Last year's attacks killed 166 people

Last year's attacks killed 166 people

ISLAMABAD (Reuters) -- Pakistan kept a veil of secrecy over court proceedings on August 29 in the case against five Islamist militants accused of planning attacks on the Indian city of Mumbai that killed 166 people last November.

India wants forceful action by Pakistan to bring to justice leaders of the Lashkar-e-Taiba group (LeT) it says were behind the attacks, and has refused to resume a peace process that was suspended days after the assault.

The court convened in camera at a jail in Rawalpindi, the garrison town next to Islamabad, and lawyers were under instruction not to discuss the case.

"Today's hearing has ended but we can't share any details with you; we have been barred from divulging any details of the trial," one of the lawyers told journalists as he left the jail. He refused to be identified.

Lawyers even refused to say when the next hearing would take place, and it was unclear whether the hearings were still in the pre-trial phase.

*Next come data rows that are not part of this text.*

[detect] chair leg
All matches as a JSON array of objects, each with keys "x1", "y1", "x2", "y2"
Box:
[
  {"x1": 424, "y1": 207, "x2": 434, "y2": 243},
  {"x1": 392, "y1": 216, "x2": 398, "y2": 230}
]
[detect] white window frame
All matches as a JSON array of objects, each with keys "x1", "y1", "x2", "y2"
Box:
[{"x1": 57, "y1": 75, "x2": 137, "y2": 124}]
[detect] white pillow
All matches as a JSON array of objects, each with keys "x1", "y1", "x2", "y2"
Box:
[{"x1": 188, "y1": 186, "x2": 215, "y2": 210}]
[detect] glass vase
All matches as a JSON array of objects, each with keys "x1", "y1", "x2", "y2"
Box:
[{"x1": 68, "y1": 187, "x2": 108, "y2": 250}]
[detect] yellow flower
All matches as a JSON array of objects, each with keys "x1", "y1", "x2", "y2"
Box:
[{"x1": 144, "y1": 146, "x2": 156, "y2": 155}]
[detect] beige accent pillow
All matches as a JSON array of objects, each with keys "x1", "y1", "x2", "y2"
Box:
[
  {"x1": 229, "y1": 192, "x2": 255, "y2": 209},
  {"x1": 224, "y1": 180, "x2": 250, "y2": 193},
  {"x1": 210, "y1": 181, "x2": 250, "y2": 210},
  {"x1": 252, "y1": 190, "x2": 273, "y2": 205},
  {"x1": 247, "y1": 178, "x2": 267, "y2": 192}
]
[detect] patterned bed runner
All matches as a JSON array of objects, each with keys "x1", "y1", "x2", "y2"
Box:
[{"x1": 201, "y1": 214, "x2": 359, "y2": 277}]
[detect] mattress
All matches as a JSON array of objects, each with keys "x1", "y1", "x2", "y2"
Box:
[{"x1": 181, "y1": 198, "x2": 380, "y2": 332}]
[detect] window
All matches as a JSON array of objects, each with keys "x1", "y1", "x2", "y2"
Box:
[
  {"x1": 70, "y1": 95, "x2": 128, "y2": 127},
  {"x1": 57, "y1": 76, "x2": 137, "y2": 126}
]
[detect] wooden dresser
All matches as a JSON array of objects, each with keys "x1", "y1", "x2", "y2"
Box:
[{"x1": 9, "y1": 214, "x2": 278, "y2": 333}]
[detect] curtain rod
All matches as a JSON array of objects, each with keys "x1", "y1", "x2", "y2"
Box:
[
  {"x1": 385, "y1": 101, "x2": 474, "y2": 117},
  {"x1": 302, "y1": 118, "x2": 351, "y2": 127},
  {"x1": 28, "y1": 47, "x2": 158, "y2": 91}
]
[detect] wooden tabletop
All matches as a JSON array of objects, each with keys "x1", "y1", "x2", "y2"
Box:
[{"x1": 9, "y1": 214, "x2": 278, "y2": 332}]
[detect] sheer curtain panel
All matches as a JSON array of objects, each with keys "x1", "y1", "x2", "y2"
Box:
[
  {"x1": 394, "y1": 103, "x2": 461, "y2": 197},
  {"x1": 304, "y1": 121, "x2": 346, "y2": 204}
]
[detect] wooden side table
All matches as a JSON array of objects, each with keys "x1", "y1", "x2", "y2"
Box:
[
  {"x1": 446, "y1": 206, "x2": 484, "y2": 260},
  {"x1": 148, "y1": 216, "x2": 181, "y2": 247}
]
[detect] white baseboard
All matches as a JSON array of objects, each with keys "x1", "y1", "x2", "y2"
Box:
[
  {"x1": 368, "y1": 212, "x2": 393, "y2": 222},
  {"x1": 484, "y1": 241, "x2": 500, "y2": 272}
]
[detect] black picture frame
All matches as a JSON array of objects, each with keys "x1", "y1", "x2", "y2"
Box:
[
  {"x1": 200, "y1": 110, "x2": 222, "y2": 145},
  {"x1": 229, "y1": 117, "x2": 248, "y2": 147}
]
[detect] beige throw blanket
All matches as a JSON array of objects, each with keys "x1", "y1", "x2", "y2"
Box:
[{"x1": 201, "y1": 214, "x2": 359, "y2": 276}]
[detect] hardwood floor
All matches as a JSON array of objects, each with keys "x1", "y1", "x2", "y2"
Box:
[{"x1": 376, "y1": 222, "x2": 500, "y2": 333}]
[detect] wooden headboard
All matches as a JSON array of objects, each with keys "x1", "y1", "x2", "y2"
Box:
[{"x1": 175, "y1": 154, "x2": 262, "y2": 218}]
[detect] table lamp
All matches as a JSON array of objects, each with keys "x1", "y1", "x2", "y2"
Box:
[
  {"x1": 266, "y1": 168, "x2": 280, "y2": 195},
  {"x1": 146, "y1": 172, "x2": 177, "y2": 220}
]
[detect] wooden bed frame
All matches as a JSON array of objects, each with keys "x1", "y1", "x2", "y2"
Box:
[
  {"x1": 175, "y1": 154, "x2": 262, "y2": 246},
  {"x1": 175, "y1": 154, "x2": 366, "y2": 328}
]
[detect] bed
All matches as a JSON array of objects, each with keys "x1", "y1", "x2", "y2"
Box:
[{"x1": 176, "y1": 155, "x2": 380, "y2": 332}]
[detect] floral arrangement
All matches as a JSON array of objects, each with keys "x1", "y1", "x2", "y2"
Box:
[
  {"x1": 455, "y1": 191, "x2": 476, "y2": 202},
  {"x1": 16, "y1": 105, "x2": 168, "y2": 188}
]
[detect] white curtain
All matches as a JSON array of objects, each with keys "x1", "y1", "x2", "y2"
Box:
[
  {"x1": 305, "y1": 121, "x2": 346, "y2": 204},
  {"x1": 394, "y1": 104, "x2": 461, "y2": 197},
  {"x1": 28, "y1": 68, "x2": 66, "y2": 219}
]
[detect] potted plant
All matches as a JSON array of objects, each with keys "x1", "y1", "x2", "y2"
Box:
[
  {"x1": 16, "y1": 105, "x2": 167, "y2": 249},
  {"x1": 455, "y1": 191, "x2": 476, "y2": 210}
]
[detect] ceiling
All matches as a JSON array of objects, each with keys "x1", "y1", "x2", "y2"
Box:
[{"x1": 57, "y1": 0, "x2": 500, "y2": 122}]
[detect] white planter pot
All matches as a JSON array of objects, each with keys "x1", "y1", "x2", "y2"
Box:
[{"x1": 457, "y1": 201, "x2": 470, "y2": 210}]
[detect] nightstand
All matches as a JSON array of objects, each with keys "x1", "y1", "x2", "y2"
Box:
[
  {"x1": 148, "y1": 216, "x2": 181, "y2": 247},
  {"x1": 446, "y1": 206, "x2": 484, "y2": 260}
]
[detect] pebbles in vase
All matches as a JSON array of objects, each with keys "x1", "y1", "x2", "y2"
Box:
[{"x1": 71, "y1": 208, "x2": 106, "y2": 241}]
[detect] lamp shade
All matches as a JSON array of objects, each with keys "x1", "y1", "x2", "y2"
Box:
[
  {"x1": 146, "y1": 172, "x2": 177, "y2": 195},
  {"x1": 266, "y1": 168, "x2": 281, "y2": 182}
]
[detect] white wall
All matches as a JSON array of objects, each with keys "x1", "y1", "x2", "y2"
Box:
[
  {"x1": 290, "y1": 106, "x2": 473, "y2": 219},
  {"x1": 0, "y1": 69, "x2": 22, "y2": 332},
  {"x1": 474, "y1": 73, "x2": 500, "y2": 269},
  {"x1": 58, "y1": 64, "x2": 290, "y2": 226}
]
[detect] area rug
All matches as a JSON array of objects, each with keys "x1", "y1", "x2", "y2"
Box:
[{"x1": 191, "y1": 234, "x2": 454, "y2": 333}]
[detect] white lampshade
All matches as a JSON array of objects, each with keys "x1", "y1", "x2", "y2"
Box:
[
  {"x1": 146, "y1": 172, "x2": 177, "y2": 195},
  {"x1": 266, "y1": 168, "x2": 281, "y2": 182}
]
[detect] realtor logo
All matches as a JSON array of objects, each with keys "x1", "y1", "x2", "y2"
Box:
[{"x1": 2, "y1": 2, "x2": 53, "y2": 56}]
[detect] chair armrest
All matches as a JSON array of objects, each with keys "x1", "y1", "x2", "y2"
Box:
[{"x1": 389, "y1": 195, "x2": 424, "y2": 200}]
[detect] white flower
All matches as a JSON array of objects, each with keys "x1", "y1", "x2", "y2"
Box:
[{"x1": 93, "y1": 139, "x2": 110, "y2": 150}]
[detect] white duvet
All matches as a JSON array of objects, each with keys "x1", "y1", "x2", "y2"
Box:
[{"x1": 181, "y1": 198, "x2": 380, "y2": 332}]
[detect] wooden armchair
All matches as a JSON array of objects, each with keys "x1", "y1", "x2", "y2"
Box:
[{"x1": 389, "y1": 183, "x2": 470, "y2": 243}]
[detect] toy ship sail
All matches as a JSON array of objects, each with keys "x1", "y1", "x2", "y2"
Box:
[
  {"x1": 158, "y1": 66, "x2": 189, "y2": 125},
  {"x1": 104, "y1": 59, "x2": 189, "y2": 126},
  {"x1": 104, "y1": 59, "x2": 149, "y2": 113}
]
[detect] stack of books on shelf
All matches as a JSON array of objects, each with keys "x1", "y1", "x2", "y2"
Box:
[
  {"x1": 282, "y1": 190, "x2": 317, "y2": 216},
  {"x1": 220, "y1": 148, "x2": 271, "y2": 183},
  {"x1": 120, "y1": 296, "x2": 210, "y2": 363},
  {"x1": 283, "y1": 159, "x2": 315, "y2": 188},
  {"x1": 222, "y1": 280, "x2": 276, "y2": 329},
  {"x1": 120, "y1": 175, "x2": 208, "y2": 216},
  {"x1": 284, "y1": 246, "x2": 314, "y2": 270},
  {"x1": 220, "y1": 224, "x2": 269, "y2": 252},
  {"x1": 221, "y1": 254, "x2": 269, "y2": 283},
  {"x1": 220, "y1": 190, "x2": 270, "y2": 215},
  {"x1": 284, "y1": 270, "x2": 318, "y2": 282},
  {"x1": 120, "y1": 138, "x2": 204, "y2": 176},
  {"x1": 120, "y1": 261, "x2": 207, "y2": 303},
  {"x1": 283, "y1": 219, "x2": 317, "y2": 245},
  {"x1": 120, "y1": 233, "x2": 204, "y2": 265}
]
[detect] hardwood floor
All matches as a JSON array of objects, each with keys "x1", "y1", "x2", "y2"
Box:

Citing "excerpts" from an earlier order by the court's judge, the private television channel Dawn News said proceedings were being held in camera for the protection of the judge, lawyers, and witnesses and keeping in view the "security and national interest."

A U.S. Embassy spokesman said U.S. officials had not sought permission to attend the trial as observers. U.S. nationals were among those killed during the militants' three-day killing spree in Mumbai.

Critics say the secrecy raised suspicions that Pakistani intelligence agencies do not want their relationships with militants to be aired in public.

Indian and Pakistani leaders agreed last month to restart a dialogue, though India was unready to restart the peace process that the two nuclear-armed rivals had begun in 2004.

The South Asian neighbours have fought three wars since their partition in 1947 following independence from Britain, and went to the brink of a fourth in 2002.

The suspects on trial at Adiala Jail are Zaki-ur-Rehman Lakhvi, a commander of the LeT, and four others: Hammad Amin, Abdul Wajid alias Zarar Shah, Mazhar Iqbal alias Abu al Qama and Shahid Jameel Riaz.

India is also pressing Pakistan to prosecute LeT founder, Hafiz Saeed.

Saeed was detained in Pakistan in December, after a UN Security Council resolution put him on a list of people and organisations supporting Al-Qaeda.

But in June, a court released him on grounds of insufficient evidence, prompting the Pakistani government to lodge an appeal with the Supreme Court for his re-arrest. That case is pending.

India says Saeed was the mastermind of the Mumbai attack and that it has provided sufficient evidence against him for Pakistan to prosecute him. Pakistan says evidence against him is insufficient.

India has accused Pakistan in the past of running a proxy war in Indian Kashmir by using jihadi groups like LeT. Pakistan has always denied the charge, saying it merely gave moral and diplomatic support to Kashmiri Muslims fighting for independence.